Tuesday 5 July 2016

The U.S. Now Ranks 19th in ‘Social Progress,’ With Finland and Canada Topping the List



The United States has fallen to 19th place in a global ranking of well-being, down three spots from last year. That’s according to the 2016 edition of the Social Progress Index, one of the most comprehensive international measures of well-being.
America was eclipsed by Belgium, Spain and France in the past year according to the measure, which evaluates countries on their ability to provide basic human needs (measures of water and shelter), the foundations of well-being (measures of health and education) and opportunity (measures of equality and personal rights).
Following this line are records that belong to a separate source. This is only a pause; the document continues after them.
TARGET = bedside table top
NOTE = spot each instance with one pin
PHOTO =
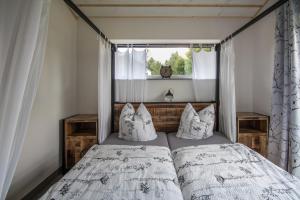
(249, 115)
(83, 118)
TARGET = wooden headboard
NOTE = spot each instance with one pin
(165, 116)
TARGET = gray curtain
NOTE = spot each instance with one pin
(284, 137)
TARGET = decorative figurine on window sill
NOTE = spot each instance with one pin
(166, 71)
(169, 96)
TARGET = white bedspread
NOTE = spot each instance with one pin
(120, 172)
(231, 171)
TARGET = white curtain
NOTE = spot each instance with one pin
(104, 89)
(227, 114)
(204, 75)
(130, 75)
(23, 36)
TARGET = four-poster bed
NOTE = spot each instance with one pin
(174, 168)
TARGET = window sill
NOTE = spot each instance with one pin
(178, 77)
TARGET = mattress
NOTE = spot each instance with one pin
(161, 140)
(175, 142)
(231, 171)
(114, 172)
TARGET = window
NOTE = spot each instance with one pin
(180, 60)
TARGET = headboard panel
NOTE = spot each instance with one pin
(165, 116)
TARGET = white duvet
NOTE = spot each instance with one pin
(231, 171)
(120, 172)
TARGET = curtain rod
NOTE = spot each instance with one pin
(254, 20)
(86, 19)
(165, 45)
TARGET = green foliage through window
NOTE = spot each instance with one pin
(180, 64)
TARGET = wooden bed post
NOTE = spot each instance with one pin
(113, 50)
(218, 50)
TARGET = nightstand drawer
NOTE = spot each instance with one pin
(81, 132)
(252, 131)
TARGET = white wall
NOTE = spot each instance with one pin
(55, 100)
(87, 69)
(254, 64)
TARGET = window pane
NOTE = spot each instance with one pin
(180, 60)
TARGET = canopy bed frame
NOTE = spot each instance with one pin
(114, 47)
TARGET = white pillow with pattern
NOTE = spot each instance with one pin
(136, 126)
(195, 125)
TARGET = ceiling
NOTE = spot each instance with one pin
(172, 8)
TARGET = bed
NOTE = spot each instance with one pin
(120, 172)
(161, 140)
(175, 142)
(231, 171)
(195, 169)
The U.S. is the world’s largest economy as measured by gross domestic product, but the Social Progress Index was designed by those who see shortcomings in the traditional measure of GDP, because they do not take into account things like the health of the population, or crime, or the environment or even whether citizens have basic human rights. The index, for example, could be a better measure whether nations are making progress against the “Global Goals” of the United Nations.
Across a number of such “non-economic” measures, the U.S. fares particularly poorly for a rich nation, according to the index, because of its high obesity rate, high homicide rate, high level of traffic fatalities and unequal access to higher education.
U.S. citizens “are getting a pretty raw deal when it comes to translating the country’s wealth into social progress,” said Michael Green, executive director of the Social Progress Imperative, which produces the index.


Finland topped the index this year, followed closely by Canada, Denmark, Australia and Switzerland. The diversity of the countries atop the list underscores that there is not just one path to prosperity, said David Cruickshank, the global chairman of Deloitte, which is a partner in producing the index.
“Canada has a very different social structure, a much different race composition, quite different from the Scandinavian countries,” he said. While Scandinavian countries have much higher taxes than the U.S., Switzerland and Australia have fairly low taxes, he noted.
Criticizing GDP has a long and storied history. Presidential candidate Robert F. Kennedy famously lambasted GDP during his 1968 presidential campaign, saying GDP “measures everything, in short, except that which makes life worthwhile.” The Economist and The Atlantic have splashed stories about the inadequacies of GDP on their covers. In recent years, GDP has climbed to new highs under President Barack Obama, and many conservatives too have turned to highlighting things not measured by GDP, such as falling median incomes, rising numbers of people on food stamps, or soaring levels of student debt.
The Social Progress Imperative has more information on the methodology and a detailed breakdown by country on its website.